Staff at North London & Herts Newspapers say “Enough is enough” in the first strike in Tindle Newspapers’ history
From Tuesday, April 19 journalists at the north London newspaper group will go on strike over the Tindle business plan that is leaving once award-winning newspapers to dwindle and die.
Bad for staff
The company is refusing to replace members of staff when they leave, while expecting increased output from its overworked employees – seemingly with no viable strategy to revive the newspapers’ fortunes.
Sir Ray Tindle has claimed to be the, “Saviour of local newspapers” and recently said: “Despite the doom-mongers regional newspapers are alive and well…”
Not in north London – here they suffer death by a thousand cutbacks. The company says our centre has to cut costs, but last year our employer Tindle Newspapers made more than £3million profit.
• More than a third of editorial staff have left without being replaced and key positions are not being filled.
• Just three reporters are churning out nine newspapers every week.
• In the past few weeks management has slashed the Sports section by half while the future of the entire Arts & Leisure section is under threat.
Bad for the community
As a consequence of its refusal to replace staff an inferior product is being delivered to our readers:
• Reporters do not have time to leave their desks meaning they are missing stories of vital importance.
• We are unable to cover a range of council meetings, attend community events, court cases and inquiries and report them to the public.
• This leads to a failure to uphold the newspapers’ fine tradition of holding public bodies to account and the worst kind of ‘churnalism’
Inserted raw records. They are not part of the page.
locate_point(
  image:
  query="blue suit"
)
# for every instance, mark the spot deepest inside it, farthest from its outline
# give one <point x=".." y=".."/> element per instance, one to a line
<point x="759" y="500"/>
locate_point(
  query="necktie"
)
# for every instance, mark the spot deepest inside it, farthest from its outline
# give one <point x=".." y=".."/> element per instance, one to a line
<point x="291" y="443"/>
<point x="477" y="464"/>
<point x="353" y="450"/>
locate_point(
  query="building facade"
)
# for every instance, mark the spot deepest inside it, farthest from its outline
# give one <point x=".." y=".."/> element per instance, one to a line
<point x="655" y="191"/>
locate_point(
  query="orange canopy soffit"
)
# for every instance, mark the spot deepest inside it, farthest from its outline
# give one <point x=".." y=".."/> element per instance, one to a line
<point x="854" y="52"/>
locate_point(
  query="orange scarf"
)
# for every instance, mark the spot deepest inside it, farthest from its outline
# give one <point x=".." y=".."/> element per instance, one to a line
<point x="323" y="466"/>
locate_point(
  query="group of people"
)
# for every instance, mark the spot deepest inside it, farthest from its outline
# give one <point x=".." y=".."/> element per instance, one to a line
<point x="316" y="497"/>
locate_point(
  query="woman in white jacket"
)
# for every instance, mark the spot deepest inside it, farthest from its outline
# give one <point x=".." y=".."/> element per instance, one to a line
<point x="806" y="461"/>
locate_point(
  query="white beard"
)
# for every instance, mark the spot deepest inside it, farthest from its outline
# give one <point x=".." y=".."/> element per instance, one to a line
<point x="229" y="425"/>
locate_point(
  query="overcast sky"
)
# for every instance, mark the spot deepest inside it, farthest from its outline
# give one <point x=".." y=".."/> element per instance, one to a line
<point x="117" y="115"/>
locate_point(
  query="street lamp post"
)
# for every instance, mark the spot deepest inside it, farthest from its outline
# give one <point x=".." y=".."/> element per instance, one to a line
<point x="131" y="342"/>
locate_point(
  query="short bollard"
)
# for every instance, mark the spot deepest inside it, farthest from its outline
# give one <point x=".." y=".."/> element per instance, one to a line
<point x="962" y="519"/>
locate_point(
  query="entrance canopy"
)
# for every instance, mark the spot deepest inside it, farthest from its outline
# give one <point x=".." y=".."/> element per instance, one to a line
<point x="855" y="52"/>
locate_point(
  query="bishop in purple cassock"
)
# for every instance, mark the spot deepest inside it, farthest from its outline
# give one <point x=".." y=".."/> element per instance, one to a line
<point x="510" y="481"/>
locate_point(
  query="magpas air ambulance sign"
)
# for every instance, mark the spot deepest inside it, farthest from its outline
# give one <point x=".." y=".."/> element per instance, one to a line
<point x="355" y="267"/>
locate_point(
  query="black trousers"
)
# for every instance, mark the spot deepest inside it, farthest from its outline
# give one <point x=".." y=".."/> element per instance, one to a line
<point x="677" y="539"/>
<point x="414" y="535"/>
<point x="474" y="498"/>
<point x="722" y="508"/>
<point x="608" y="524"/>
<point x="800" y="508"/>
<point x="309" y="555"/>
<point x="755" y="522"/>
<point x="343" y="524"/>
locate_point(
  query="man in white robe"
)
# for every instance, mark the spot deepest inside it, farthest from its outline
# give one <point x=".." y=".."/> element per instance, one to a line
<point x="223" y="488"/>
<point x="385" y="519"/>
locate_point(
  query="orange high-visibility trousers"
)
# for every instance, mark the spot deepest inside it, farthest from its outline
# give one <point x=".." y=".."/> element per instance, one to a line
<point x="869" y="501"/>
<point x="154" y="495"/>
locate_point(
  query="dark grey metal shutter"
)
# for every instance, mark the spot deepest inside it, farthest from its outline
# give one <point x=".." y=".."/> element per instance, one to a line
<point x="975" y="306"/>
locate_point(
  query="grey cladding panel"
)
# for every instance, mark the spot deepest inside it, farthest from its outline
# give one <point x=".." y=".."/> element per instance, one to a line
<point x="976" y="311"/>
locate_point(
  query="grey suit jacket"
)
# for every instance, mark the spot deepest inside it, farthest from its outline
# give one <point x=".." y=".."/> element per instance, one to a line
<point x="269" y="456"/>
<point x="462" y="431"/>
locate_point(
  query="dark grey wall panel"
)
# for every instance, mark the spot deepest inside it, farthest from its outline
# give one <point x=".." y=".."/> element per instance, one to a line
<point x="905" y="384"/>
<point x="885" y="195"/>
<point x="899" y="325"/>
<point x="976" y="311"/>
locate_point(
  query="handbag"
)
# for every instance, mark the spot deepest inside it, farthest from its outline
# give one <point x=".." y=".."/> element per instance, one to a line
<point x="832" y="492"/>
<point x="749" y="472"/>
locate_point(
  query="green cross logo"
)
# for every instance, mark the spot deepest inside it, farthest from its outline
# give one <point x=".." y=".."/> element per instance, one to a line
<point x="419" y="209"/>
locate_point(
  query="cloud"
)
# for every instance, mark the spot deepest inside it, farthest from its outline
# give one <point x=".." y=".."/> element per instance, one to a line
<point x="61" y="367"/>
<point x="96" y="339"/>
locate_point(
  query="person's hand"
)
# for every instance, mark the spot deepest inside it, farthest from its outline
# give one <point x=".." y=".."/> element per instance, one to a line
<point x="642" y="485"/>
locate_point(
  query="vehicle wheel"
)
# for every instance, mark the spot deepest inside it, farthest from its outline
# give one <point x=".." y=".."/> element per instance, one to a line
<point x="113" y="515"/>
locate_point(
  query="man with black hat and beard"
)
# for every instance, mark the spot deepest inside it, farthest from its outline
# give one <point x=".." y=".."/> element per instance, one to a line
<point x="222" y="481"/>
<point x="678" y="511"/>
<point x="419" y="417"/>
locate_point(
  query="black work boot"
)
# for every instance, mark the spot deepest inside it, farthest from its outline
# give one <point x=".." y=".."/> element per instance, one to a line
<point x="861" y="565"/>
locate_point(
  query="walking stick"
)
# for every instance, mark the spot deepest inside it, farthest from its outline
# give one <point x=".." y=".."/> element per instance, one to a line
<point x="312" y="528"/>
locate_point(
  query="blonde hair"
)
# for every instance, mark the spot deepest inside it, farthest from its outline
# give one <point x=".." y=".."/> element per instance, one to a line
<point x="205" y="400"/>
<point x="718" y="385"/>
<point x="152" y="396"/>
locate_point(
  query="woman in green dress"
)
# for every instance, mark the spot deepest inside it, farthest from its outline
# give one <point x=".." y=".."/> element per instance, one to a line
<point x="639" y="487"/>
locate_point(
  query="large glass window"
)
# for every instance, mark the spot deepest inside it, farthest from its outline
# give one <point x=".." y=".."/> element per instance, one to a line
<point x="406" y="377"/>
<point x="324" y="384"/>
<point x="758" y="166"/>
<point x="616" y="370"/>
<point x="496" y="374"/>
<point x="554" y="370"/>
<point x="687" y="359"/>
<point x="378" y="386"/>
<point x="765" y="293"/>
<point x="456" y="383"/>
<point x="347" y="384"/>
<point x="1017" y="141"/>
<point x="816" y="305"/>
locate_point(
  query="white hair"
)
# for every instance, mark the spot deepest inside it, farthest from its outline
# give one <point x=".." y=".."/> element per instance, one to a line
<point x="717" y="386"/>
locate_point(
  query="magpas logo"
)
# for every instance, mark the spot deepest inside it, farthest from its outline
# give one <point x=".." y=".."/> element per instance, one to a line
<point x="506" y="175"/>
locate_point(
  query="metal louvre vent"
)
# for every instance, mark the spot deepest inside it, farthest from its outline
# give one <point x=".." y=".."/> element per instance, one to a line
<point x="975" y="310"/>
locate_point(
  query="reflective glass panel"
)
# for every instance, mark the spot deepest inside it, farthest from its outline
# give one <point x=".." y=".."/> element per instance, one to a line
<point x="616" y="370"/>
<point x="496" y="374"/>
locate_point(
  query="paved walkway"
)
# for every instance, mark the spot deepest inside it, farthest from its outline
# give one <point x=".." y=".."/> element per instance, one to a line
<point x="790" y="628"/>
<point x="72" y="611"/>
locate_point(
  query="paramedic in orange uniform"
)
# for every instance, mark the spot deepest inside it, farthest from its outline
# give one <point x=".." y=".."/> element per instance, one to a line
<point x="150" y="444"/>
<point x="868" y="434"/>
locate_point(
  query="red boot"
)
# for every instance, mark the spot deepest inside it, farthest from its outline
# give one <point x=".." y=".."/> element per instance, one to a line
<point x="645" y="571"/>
“It’s a dispute that should not be happening. If this business is to have a future it must rely on the quality of journalism and sufficient staff to produce the titles.” Barry Fitzpatrick, NUJ Head of Publishing
“I am very concerned about the issues raised by staff at these papers. Residents in Enfield are proud to have – and deserve to continue getting – such a good quality, campaigning newspaper that can boast a distinctive style. We must remember what an important role regional newspapers play in the local community.” Nick De Bois, Conservative MP for Enfield North
“I’ve watched the standard of these papers drop over past months with great sadness. I believe that the local journalists are under additional pressures due to the reductions in staff and the number of papers they are expected to produce. This leaves them less able to investigate and evaluate stories, which not only affects quality, it affects community accountability as well.” Andy Love, Labour MP for Edmonton
• Protesters will be outside their offices at Refuge House, 9-10 River Front, Enfield, EN1 3SZ (just across from Enfield Town railway station) from Tuesday to Thursday over the next two weeks.
• North London & Herts Newspapers comprises: The Enfield Advertiser & Herald, The Edmonton Advertiser, The Winchmore Hill Advertiser & Herald, The Enfield Gazette, The Barnet & Potters Bar Press, The East Barnet Press & Advertiser, The Edgware & Mill Hill Press, The Hendon & Finchley Press and The Haringey Advertiser.
Photo opportunity: Wednesday, April 20 from noon when a mass demonstration will take place featuring The Grim Reaper and a funeral procession
Please support our NUJ colleagues and London Photographers’ Branch members.
• For more information call FOC Jonathan Lovett on 07917 871 421 or Barry Fitzpatrick, on 020 7843 3706.
Your fellow journalists in the Chapel would be grateful if freelances were unavailable for work during those times and do not contract to work during those times.
The law requires us to make clear that if a freelance is already contracted to undertake work during those times but declines to do so, this would amount to a breach of contract, with the possibility of a claim by the company in the event of them being able to prove damages.
There is also the possibility that if you do not honour a contract the company would not offer you work in the future. Best then just not to accept the work in the first place.